Revenues for the three months ended Oct. 31 fell 14 percent to $4 billion from $4.6 billion — marking improvement from the second quarter when the company’s top line fell by 23.1 percent.
Michelle Gass, chief executive officer, said: “I continue to be very proud of how our organization is navigating through the COVID-19 pandemic. Our third-quarter results exceeded our expectations with significant sequential sales and profitability improvement. Digital sales growth remained strong and our actions to improve our gross margin showed great progress. We also further strengthened our financial position and fully repaid our revolver during the period, which underscores the solid cash flow generation of our business.”

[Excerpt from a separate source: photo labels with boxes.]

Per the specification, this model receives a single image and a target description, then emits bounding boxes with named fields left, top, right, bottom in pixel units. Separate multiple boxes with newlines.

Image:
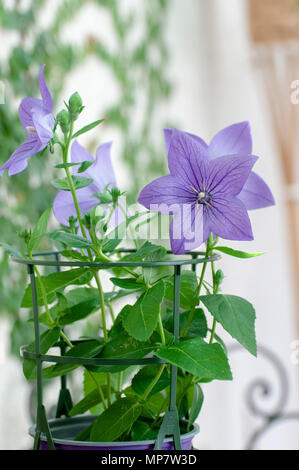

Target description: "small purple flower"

left=138, top=123, right=274, bottom=254
left=53, top=140, right=124, bottom=227
left=0, top=65, right=54, bottom=176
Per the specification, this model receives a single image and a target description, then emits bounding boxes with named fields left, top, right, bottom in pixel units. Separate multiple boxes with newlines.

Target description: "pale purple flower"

left=0, top=65, right=54, bottom=176
left=53, top=140, right=124, bottom=227
left=138, top=124, right=274, bottom=254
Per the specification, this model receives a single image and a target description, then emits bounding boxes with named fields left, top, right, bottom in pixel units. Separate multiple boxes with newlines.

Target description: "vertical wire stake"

left=54, top=253, right=73, bottom=418
left=155, top=266, right=181, bottom=450
left=28, top=264, right=55, bottom=450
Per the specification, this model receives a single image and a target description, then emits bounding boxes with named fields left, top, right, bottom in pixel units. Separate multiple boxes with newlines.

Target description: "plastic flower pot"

left=29, top=416, right=199, bottom=451
left=14, top=250, right=220, bottom=450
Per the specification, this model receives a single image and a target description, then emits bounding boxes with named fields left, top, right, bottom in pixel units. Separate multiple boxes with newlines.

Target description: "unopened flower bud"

left=56, top=109, right=70, bottom=134
left=68, top=91, right=83, bottom=121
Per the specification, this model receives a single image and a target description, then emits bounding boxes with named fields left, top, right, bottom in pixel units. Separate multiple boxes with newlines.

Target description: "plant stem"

left=181, top=238, right=210, bottom=337
left=85, top=369, right=107, bottom=410
left=142, top=364, right=165, bottom=400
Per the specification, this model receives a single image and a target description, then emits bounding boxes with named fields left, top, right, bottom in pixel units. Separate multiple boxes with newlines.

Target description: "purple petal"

left=138, top=175, right=194, bottom=214
left=0, top=135, right=42, bottom=176
left=39, top=65, right=53, bottom=113
left=53, top=186, right=99, bottom=226
left=207, top=197, right=253, bottom=241
left=32, top=108, right=54, bottom=148
left=168, top=129, right=208, bottom=189
left=238, top=171, right=275, bottom=210
left=164, top=129, right=208, bottom=154
left=209, top=121, right=252, bottom=158
left=170, top=204, right=207, bottom=254
left=19, top=98, right=43, bottom=129
left=205, top=155, right=258, bottom=199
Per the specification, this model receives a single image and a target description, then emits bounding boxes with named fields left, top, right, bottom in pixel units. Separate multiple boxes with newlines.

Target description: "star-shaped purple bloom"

left=0, top=65, right=54, bottom=176
left=53, top=140, right=124, bottom=227
left=138, top=123, right=274, bottom=254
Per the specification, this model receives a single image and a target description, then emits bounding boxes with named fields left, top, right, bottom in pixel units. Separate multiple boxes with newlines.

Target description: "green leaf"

left=28, top=207, right=52, bottom=254
left=102, top=211, right=148, bottom=253
left=55, top=163, right=81, bottom=169
left=164, top=270, right=197, bottom=309
left=90, top=397, right=142, bottom=442
left=0, top=242, right=23, bottom=258
left=69, top=386, right=107, bottom=416
left=123, top=281, right=164, bottom=341
left=43, top=340, right=104, bottom=379
left=23, top=327, right=60, bottom=380
left=58, top=287, right=100, bottom=325
left=200, top=294, right=257, bottom=356
left=21, top=268, right=89, bottom=308
left=48, top=230, right=92, bottom=248
left=72, top=119, right=104, bottom=139
left=214, top=246, right=264, bottom=258
left=110, top=277, right=145, bottom=290
left=155, top=338, right=232, bottom=380
left=165, top=308, right=208, bottom=338
left=88, top=331, right=156, bottom=373
left=187, top=384, right=204, bottom=426
left=52, top=175, right=93, bottom=191
left=131, top=421, right=157, bottom=441
left=132, top=364, right=170, bottom=396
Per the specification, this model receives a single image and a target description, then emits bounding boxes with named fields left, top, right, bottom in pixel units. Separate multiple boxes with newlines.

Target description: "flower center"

left=191, top=185, right=213, bottom=208
left=26, top=126, right=36, bottom=134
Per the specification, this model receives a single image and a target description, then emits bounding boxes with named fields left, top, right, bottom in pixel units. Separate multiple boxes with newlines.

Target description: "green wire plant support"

left=13, top=250, right=220, bottom=450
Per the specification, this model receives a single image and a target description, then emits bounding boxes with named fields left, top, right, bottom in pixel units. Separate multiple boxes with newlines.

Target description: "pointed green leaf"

left=21, top=268, right=89, bottom=308
left=0, top=242, right=23, bottom=258
left=72, top=119, right=104, bottom=139
left=90, top=397, right=142, bottom=442
left=48, top=230, right=92, bottom=248
left=123, top=281, right=164, bottom=341
left=155, top=338, right=232, bottom=380
left=110, top=277, right=145, bottom=290
left=43, top=340, right=104, bottom=379
left=69, top=386, right=107, bottom=416
left=200, top=294, right=257, bottom=356
left=28, top=207, right=52, bottom=254
left=132, top=364, right=170, bottom=396
left=164, top=270, right=197, bottom=309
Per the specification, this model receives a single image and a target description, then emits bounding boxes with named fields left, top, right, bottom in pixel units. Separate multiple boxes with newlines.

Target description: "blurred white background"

left=0, top=0, right=299, bottom=449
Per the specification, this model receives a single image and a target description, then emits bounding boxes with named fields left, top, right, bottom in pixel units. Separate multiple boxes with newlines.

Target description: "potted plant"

left=0, top=66, right=274, bottom=449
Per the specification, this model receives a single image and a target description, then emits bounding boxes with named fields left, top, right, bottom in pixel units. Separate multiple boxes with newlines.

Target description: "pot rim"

left=29, top=415, right=199, bottom=447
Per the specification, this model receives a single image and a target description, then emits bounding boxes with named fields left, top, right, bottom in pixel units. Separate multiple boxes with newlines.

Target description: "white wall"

left=0, top=0, right=299, bottom=449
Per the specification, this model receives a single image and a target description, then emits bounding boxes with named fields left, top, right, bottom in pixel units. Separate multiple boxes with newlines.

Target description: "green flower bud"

left=56, top=109, right=70, bottom=134
left=214, top=269, right=224, bottom=292
left=68, top=91, right=83, bottom=121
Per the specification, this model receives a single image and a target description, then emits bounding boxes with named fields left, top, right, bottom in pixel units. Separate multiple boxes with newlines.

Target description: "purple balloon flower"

Given the enormous and unusual disruptions from the pandemic, many analysts and investors are looking beyond the past few quarters to the holiday season for hints on just how well positioned retailers are for next year.
“We entered the holiday season well-positioned and prepared to serve our customers with more omnichannel conveniences in place to deliver the great experience they always expect from Kohl’s,” Gass said. “As we look ahead, we are incredibly focused on executing against our new strategic framework, which represents our greatest opportunity to drive long-term sales and profit growth and create shareholder value in the coming years. In addition, through disciplined capital management we plan to reinstate a dividend during the first half of 2021.”
The reinstatement of dividend payments would mark something of a return to normal — whatever that will mean next year.